In order to understand complex biological networks and pathways, we need to investigate global structures instead of individual behaviors since there are interactions and associations between genes. Due to the invention of high throughput technology, genome-wide expression profiles can be measured simultaneously
[1]. However, it is still a great challenge to identify complex biological networks from genome-wide data because the number of gene interactions is huge
[2]. In recent years, there has been a significant progress in research concerning genetic network models and network reconstruction problems.
Clustering and dimension reduction are important methods for grouping genes that have similar expression profiles
[3],
[4]. In the framework of clustering, it is important to define the degree of similarity between genes. By the method of clustering, we can group genes that have similar expressions. However, we still cannot find the causal relationship between genes. Hence, apart from the relationship of similarity, we will also have to consider another causal relationship between genes.

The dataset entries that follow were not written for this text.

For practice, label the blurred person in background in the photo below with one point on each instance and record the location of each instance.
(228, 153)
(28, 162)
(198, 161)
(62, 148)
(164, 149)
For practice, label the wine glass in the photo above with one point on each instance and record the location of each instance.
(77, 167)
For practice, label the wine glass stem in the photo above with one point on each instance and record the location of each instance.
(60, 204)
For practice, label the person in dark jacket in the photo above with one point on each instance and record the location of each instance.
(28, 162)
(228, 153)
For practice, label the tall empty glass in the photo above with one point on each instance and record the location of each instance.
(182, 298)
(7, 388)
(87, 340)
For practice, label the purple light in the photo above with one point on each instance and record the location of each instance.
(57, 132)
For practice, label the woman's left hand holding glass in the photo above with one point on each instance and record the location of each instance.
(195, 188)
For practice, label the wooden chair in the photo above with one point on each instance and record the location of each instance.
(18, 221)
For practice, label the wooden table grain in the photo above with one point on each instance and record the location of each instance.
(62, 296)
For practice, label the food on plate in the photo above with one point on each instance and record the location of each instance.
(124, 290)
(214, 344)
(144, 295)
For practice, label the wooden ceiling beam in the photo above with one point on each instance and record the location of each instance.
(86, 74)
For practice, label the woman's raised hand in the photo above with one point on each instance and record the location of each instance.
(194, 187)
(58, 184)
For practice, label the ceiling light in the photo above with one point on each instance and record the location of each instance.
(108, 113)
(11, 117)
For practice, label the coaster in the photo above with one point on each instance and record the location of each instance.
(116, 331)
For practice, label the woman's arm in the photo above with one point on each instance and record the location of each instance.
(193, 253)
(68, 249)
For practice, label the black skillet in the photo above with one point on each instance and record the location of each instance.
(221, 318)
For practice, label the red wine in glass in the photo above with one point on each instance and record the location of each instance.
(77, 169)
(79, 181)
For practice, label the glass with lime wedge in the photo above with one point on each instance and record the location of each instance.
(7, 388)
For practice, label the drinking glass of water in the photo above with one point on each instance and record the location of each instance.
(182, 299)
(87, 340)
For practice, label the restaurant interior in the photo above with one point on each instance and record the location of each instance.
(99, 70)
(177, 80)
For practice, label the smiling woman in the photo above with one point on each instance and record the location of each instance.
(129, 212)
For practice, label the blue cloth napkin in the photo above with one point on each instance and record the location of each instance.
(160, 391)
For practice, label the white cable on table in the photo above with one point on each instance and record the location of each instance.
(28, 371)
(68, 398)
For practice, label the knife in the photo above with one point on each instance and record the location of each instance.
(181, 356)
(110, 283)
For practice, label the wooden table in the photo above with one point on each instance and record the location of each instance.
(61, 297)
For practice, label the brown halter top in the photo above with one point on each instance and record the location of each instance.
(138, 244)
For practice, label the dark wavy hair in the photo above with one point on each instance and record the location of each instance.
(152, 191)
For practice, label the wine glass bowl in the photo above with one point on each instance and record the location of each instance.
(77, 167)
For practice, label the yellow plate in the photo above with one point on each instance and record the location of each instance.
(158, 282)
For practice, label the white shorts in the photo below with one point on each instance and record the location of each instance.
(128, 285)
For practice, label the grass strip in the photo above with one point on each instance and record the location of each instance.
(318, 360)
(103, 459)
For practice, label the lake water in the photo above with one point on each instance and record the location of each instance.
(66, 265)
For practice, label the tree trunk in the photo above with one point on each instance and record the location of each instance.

There have been many methods proposed in the literature to tackle the problem of genetic regulatory network reconstruction. For instance, the steady state approach have been used to model gene regulatory networks
[5]. In addition, the Bayesian network model is an important technique that has been studied extensively in the past two decades
[6]–
[11]. A Bayesian network is a directed acyclic graph (DAG) comprised of two components. The first component is comprised of nodes that correspond to a set of variables and a set of directed edges between variables with Markov properties. The second component describes a conditional distribution for each variable given its parents in the graph. Recently, Bayesian network models have been applied to analyze microarray expression and biological data
[12]–
[15]. However, Bayesian network algorithms have limitations when dealing with large-scale gene regulatory networks because of their complex modeling structure
[16]. Although algorithms for reconstructing Bayesian networks have already been developed
[17],
[18], the algorithms’ computational costs remain a concern for the searching of all potential network structures on the genome-wide expression data.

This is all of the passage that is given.